Further, I note the quote from the Independent Banking Commission’s interim report.  This remains just an opinion, as the Commission have been unable to provide their economic modelling to substantiate this statement, as requested by Positive Money.  



The “benefit” of Fractional Reserve Banking, is where I fundamentally disagree with Mr Clark.  A basic understanding of the reasons behind the Bank Charter Act of 1844, will lead to an entirely different conclusion.  In addition, it is a generally accepted view that the unrestrained lending capacity of the banks was what caused the current and continuing crisis, in the first place.



Sir Mervyn King, Governor of the Bank of England said on 19th October 2010:



“The Bank of England’s key role has always been to ensure that the economy is supplied with the right quantity of money – neither too little nor too much.  For fifty years my predecessors struggled to prevent there being too much, so leading to inflation.  I find myself in the opposite situation having to explain that there is too little money in the economy.”



The Austerity policies of the Government are inevitably reducing the amount of money in the Economy, the exact opposite of what is, according to the Governor of the Bank of England, required right now.



The statement in the fifth paragraph, “the current system does not permit the uncontrolled expansion of the money supply”, is demonstrably untrue.  I attach a graph which shows the money supply [M4] from 1963 to 2011 [Source: Positive Money/Bank of England].  Ben Dyson, Director of Positive Money, said in his opening statement of the 2013 Conference:



“This [see attached graph] does not look like a money supply that has been controlled … this is something that is out of control”.

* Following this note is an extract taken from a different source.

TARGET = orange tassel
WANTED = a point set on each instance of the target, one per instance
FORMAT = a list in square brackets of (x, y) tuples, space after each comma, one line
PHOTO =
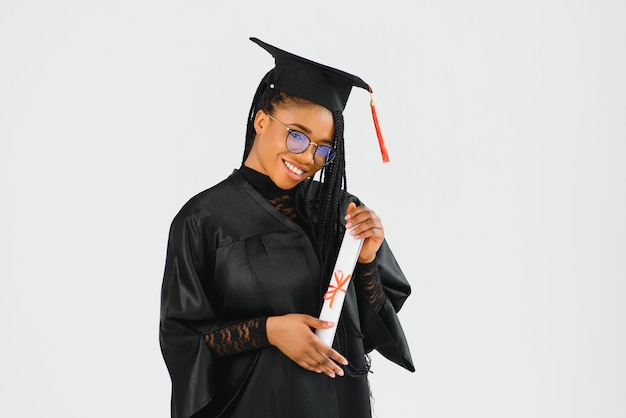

In fact, an almost identical letter to the one from the Rt Hon Gregg Clark is in Ben Dyson’s opening statement to Positive Money’s Conference 2013.  Ben Dyson explains the problems with this “copy and paste” response from The Treasury.



I would strongly recommend that you start talking to Positive Money, the New Economics Foundation and the few MPs who understand their research, like:

Michael Meacher MP

Steve Baker MP

This YouTube video is a good introduction to Positive Money’s research: http://www.youtube.com/watch?v=Rd9Pf3Bqp20
[Link opens in new window]



The current banking system was not designed and so, like in the 1840s, this is a great opportunity to analyse and understand what has gone wrong, rather than attempting to fix something that is fundamentally flawed.  Banking reform remains necessary because the system is still at its very heart, broken.  In addition, austerity policies are a choice which is entirely unnecessary, it’s not like there is nothing to do.



Unfortunately, the Government seems intent on trying to get the banks back to ‘business as usual’, rather than to act on the fundamental problem that caused the crash in the first place.  The banks changed from making money for their customers, to making money from their customers.



Lastly, I am again disappointed that my question was not actually answered.  Is it really acceptable to have no legal basis for 97% of our money supply?



Yours Sincerely


I confidently predict that the "deficit in thinking" will remain firmly in place and the destruction of this great nation of ours, at the hands of the Government, will continue apace.